WASHINGTON — The House passed a bill Thursday to mandate deportation and block entry into the United States for immigrants with uncertain status who are convicted of or admit to sex crimes or domestic violence, as a bipartisan majority approved the latest piece of a step-by-step crackdown being imposed by Republicans.
GOP leaders on Capitol Hill have been hammering at the issue of stricter immigration enforcement in the first days of the new Congress.
So far, the strategy appears to be working. The bill passed by a vote of 274-145, with 61 Democrats joining all Republicans in backing the legislation.
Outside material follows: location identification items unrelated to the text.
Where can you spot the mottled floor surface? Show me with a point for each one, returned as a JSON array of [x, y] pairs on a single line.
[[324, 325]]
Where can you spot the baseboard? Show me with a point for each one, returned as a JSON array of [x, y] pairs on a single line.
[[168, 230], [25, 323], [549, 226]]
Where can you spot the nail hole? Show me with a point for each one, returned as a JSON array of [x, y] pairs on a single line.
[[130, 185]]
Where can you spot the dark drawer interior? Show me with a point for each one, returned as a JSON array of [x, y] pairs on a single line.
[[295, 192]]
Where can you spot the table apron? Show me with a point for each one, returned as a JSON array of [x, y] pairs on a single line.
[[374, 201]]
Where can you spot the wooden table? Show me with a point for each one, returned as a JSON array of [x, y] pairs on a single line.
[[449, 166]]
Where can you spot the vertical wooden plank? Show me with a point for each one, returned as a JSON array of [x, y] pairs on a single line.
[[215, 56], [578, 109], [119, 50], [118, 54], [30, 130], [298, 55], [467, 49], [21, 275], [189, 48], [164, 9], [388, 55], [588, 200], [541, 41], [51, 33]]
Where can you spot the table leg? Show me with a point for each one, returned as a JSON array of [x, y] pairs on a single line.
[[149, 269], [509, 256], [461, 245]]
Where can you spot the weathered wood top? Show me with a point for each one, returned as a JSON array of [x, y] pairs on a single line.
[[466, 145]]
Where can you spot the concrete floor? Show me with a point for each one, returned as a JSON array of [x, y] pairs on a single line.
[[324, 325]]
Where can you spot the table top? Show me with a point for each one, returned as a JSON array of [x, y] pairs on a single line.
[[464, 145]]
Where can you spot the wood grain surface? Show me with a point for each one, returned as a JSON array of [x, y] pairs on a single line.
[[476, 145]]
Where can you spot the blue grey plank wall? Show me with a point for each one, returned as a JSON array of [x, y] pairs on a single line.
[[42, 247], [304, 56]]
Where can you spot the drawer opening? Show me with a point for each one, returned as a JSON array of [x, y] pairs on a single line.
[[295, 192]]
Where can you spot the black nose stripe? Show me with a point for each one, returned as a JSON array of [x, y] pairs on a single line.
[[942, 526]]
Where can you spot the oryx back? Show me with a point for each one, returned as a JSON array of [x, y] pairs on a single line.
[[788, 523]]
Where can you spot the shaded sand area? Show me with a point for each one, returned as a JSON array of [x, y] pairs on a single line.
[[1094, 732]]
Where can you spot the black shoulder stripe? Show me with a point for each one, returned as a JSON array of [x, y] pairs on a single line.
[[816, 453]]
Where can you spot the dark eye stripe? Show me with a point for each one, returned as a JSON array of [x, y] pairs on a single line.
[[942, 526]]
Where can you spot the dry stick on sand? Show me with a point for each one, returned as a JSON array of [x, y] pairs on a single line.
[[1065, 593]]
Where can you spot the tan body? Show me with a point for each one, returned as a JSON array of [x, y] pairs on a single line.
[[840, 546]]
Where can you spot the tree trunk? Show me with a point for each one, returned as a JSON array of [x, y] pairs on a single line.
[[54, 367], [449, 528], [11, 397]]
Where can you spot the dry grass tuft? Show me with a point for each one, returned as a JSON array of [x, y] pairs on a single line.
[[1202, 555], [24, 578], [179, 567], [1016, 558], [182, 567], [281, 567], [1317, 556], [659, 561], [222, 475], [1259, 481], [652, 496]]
Last year, 51 Democrats voted to back the bill.
That was the case even though the bill approved Thursday in many ways duplicates existing law.
The legislation would mandate deportation or denial of entry into the United States for any immigrant without legal status or foreign national who is convicted of or admits to committing a sex crime, domestic violence, stalking, child abuse or violating a protection order. It adopts the definition of domestic violence used by the Violence Against Women Act, which established a grant program to reduce domestic violence by addressing various forms of abuse, not all of them considered criminal.
Proponents of the measure argued that the new legislation, which has a more expansive definition of domestic violence than is in current law, was necessary to ensure that people who might commit such acts are kept out of the country or immediately removed.
Many Democrats argued that the measure could actually harm immigrants who are victims of domestic crimes.
There is no exception for people who fight back in self-defense against their abusers or have been accused by their abusers of violence themselves, as there is in current statute. Several advocacy groups for domestic violence victims have also opposed the legislation on those grounds.
Rep. Jamie Raskin, D-Md., said on the floor: “This bill will only make the immigration laws much harsher on the victims of domestic violence, sexual battery and rape, which is the opposite of what we should be doing.”
The legislation was one of a series of narrow immigration bills that passed the Republican-led House in the last Congress but died in the Democrat-led Senate, including measures to deport migrants accused of minor crimes, require proof of citizenship to vote and deny funding to cities that limit cooperation with federal immigration enforcement agencies.